Accomplishments to Date

Active Community

  • Refuge Master Plan: Commerce City participated in and endorsed the Rocky Mountain Arsenal National Wildlife Refuge Master Plan in 2015, approving new trails and trailheads that will connect to the existing network of Commerce City trail system.
  • Referred capital improvement ballot measure: The city referred a ballot measure in August 2013 to provide a dedicated one-percent sales and use tax for the construction, operations and maintenance of new parks, recreation and road projects. The measure passed in November 2013 with 54 percent of the vote.
  • The adopted Station Area Master Plan has a pedestrian and bike components, and the city is investing $2.5 million to make connections to the new commuter rail station.
  • An innovative Tower Road design (completed in 2014), which has on-street bike lanes and a 12-foot multiuse path that also includes a public fruit tree respite area with seating for families and other users.
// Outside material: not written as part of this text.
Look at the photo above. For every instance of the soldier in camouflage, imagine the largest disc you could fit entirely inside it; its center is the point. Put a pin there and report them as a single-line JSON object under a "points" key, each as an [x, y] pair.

This project is part of the ballot measure and construction began in May 2016.
  • Bicycle and pedestrian improvements are being designed for the Highway 2 widening project.
  • A Safe Routes to Schools project on E. 72nd Avenue between three schools will begin construction this summer.
  • A new 2.5-acre, $10 million outdoor leisure pool – Paradice Island Pool – opened to residents in July 2015.
  • The new 20-acre Fronterra Neighborhood Park opened to residents in August 2015 as part of a $3 million capital project.

Healthy Workplace

  • With the employees of the municipal workforce, achieved 80 percent unique users (252 employees) in city wellness program in 2014.
  • Offered more than 30 events including lunch-and-learns, wellness challenges and wellness events in 2014.
  • Implemented a “deskcycle” program in 2014 with grant funds to empower activity among employees
  • Began an annual employee wellness survey in 2014 to guide program offerings
  • Adopted a policy in 2014 to provide employees with a floating holiday if employees participated in two wellness program events. In 2015, made this a contract requirement for the AFSCME collective bargaining unit, to include completing a health wellness survey and program participation for eight hours of additional leave.

Healthy Food Access

  • The city drafted a memorandum of understanding for the Commerce City Food Bank Network in 2015 and serves as an active network member to provide improved coordination and healthy food access to local food banks.
  • The city’s 2014 land development code does not prohibit donations of backyard produce.
  • In 2014, city employees created an organic CSA and held several lunch and learns on healthy eating tips and demonstrations in 2015.
  • The city’s Quality Community Foundation funded $7,500 for local food banks to secure refrigerated storage.